This is exactly the issue with the Roo doors.

I have a 2012 19' and after about 4 months of ownership ( we bought the camper used and when I say used I mean it was used maybe one or two times by the previous owners) started to notice delamination on the front bunk end doors. (see attached pic) after contacting forest river we negotiated a front bunk core replacement. Since the warranty is non transferable ( go figure ) I ended up paying only shipping for the door core. I explained nicely that in no way shape or form should a camper this new be having such issues. I'm good with a wrench so I decided to do the replacement myself. It took about 4 -5 hours to complete. Here's what I found.

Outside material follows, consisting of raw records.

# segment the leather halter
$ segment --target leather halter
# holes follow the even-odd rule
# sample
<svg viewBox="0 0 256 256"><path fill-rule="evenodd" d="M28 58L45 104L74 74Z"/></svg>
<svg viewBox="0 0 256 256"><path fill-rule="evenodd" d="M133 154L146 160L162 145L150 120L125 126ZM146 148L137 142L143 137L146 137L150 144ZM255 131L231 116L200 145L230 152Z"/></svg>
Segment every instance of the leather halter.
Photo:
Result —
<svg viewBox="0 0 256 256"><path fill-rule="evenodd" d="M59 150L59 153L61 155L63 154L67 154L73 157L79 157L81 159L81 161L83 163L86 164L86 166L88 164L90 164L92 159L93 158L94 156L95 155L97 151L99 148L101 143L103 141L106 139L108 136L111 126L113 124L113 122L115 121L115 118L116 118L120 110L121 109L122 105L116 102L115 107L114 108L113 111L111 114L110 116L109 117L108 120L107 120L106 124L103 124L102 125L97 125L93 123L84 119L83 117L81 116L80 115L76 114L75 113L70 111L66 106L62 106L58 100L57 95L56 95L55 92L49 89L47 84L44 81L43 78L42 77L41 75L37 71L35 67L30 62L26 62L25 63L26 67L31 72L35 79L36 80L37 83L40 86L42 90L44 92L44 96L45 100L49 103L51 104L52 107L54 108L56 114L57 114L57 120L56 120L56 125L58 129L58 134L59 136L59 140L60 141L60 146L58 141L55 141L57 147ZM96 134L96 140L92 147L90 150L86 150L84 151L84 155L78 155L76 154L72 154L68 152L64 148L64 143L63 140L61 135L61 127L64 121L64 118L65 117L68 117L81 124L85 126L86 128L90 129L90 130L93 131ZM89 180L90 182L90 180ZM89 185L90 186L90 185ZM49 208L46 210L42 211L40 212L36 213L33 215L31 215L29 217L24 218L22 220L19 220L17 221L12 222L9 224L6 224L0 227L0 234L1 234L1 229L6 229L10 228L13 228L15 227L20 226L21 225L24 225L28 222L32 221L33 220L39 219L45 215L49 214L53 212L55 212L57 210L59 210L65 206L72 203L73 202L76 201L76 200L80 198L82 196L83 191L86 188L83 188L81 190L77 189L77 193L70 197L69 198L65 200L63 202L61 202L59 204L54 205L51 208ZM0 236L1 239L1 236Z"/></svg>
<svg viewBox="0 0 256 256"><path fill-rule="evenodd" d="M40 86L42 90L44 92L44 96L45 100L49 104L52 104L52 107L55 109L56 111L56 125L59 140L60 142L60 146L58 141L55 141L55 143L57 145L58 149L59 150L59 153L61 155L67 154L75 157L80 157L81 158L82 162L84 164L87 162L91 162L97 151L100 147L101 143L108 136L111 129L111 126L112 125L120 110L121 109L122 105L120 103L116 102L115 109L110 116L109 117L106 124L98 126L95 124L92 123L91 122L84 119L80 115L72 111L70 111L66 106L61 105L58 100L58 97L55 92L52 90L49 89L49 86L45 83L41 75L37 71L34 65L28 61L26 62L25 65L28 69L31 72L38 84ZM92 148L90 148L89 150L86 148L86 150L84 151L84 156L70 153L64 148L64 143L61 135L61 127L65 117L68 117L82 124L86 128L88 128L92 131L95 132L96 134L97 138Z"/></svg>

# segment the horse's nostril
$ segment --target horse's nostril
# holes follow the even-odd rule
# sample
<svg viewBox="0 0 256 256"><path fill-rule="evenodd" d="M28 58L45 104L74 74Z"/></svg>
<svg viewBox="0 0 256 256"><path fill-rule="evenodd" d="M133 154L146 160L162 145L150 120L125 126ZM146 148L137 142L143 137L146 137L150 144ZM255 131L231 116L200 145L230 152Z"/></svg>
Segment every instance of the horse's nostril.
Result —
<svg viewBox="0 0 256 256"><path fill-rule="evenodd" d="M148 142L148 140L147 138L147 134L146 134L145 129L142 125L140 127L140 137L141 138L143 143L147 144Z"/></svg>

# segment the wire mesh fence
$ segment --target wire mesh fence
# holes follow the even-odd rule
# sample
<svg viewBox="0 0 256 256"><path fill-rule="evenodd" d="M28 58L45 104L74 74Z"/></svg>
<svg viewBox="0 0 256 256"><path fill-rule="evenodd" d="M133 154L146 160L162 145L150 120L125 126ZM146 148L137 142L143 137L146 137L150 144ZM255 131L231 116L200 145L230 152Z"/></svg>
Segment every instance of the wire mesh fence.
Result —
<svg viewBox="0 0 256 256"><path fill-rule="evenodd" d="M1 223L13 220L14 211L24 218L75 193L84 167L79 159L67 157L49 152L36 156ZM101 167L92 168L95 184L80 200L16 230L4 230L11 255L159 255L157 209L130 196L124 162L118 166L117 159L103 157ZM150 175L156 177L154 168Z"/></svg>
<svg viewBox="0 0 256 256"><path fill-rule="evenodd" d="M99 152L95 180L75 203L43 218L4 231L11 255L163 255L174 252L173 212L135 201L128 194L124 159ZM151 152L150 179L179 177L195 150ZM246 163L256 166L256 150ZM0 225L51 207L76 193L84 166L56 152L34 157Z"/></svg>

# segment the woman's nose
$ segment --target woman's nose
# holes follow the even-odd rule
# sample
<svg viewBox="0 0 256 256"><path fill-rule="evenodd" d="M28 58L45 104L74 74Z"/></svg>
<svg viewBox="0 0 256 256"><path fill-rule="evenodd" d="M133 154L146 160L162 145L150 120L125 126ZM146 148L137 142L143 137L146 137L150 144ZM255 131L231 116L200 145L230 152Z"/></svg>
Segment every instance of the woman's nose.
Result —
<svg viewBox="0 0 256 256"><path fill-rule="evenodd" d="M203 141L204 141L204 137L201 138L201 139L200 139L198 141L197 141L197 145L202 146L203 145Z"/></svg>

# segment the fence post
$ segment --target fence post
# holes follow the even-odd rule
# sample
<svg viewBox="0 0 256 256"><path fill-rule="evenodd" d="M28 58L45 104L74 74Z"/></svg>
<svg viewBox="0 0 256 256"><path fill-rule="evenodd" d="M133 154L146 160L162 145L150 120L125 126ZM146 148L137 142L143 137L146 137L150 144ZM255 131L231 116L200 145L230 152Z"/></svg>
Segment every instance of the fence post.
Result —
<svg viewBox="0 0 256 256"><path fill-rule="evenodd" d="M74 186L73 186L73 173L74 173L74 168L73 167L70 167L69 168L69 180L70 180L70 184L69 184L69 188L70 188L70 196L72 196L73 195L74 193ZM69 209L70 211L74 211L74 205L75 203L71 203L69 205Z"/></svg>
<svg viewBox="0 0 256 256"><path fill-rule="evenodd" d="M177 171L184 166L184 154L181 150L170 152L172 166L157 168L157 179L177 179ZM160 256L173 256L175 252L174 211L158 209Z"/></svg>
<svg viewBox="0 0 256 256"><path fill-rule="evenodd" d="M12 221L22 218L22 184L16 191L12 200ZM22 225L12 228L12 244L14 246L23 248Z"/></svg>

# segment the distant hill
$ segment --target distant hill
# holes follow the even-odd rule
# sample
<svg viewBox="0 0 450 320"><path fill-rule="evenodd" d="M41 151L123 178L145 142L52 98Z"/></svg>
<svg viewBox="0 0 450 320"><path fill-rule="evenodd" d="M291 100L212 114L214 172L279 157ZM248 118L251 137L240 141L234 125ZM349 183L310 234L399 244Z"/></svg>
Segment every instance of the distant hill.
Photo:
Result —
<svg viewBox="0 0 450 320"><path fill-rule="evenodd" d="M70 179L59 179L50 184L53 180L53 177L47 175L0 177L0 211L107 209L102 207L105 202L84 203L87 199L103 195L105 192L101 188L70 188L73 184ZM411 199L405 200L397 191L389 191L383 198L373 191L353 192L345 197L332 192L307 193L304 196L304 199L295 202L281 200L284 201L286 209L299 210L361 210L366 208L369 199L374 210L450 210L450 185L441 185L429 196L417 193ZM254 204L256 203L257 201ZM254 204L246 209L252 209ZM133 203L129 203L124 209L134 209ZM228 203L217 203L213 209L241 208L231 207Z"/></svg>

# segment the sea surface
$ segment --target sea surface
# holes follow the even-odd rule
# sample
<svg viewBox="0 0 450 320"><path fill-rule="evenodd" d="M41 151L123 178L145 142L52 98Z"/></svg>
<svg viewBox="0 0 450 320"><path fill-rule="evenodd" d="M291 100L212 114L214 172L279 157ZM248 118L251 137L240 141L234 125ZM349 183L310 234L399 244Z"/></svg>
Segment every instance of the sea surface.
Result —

I will start off by saying that forest river needs to completely re design their bunk doors and the hinge system and maybe pay a little more attention to detail and workmanship on the assembly line. After removing the front bunk door and screws I found that different size screws were used randomly through out the door assembly. That was my first indicator that not much attention was made during assembly. After all the hardware was removed and the skirt that is attached from the camper body to the door removed. I found the following problems. First... Water enters through the door hinge and wicks it's way into the core through the screw holes turning the wood laminate inside the door into soggy cardboard!! I was in disbelief that with all of the composite and palstic materials in today's world that they would choose to use crap wood laminate in the construction of their doors. Second ...the rubber skirt that bridges the gap from the camper body to the bottom of the door is sandwiched in between the door core and the door frame, screws are put through this to secure the frame into the core, this makes a nice area for water to sit and turn any wood laminate products into soft poo! All of these things boggle the mind considering this is something that is ment to be left out in the elements. Third ...the caulking and silicone application process that was used during assembly looked to be like it was done by a 6 yo, again ... A little more attention to detail in the assembly process would give you a lot less headaches and forest river a lot less angry customers.
There was never a time that our camper was left out in the wet open or the door gaskets were compromised by the tent being closed in the gasket. I made sure the gaskets were clean and free of objects when being closed, I also checked to see if there was moisture in the top and sides of the door inside the gaskets after a period of rain, especially after I started to notice the delamination, there was none... All the moisture had entered the core through the bottom of the door frame through the screw holes. Not good.
I received my new core from forest river after about 5 weeks and started the replacement, I had ordered the proper caulking prior and reused the existing hardware. The disassembly and replacement process was an "intermediate" job as far as skill level is concerned and requires two people. After many " are you f$&?ing kidding me's" and " why would they make this like that's" the reinstall of the bunk core was fairly easy. Here's what I did differently.
I sealed the laminated edges of the core with calming prior to reinstalling it in the frame... The core assembly and wood laminate on the factory doors are left open to the elements... Bad idea FR! Why the wouldn't make the door cores a one piece sealed unit is beyond me... This would solve the majority of water intrusion problems. I also did not re install the rubber skirt that bridges the gap between the camper body and door frame and I left it open and connected to the camper body only so for one it wouldn't trap water in the core and two ...it would allow a better seal between the core and frame and also allow visual inspection of the area were the hinge is to see if there was water entering through the hinges, you can't see anything in this area with the rubber skirt there. I cut the skirt on the rear door as well to see if there was any moisture or water in the rear door hinge area and it appears to be dry but now at least I can see in that area and be able to visualize any issues there.
All of the hardware that was screwed into the door was also caulked as well as new caulking around the frame. I also got some quality 3m packing tape, the clear kind and put a long thin piece over the bottom of the door frame covering the hinge to prevent water from entering the hinges, this can be replaced as needed and is working perfect to keep water from running down the door and into the hinge. I left the ends open to allow for any water that might get in to escape. After the install I set the sprinkler up in front of the camper and left it on for an hour.... The door and hinge area stayed 100% dry. I'm 99.9% sure that with theses changes the bunk door core will stay as it should, without water intrusion causing delamination.
Please forest river, change your door and hinge design and pay just a little more attention to detail during the assembly process and you will have a much happier customer base and reputation. And to Roo owners ... Keep an eye on the hinge area, try the clear packing tape and skirt mod and you might avoid some problems in the future.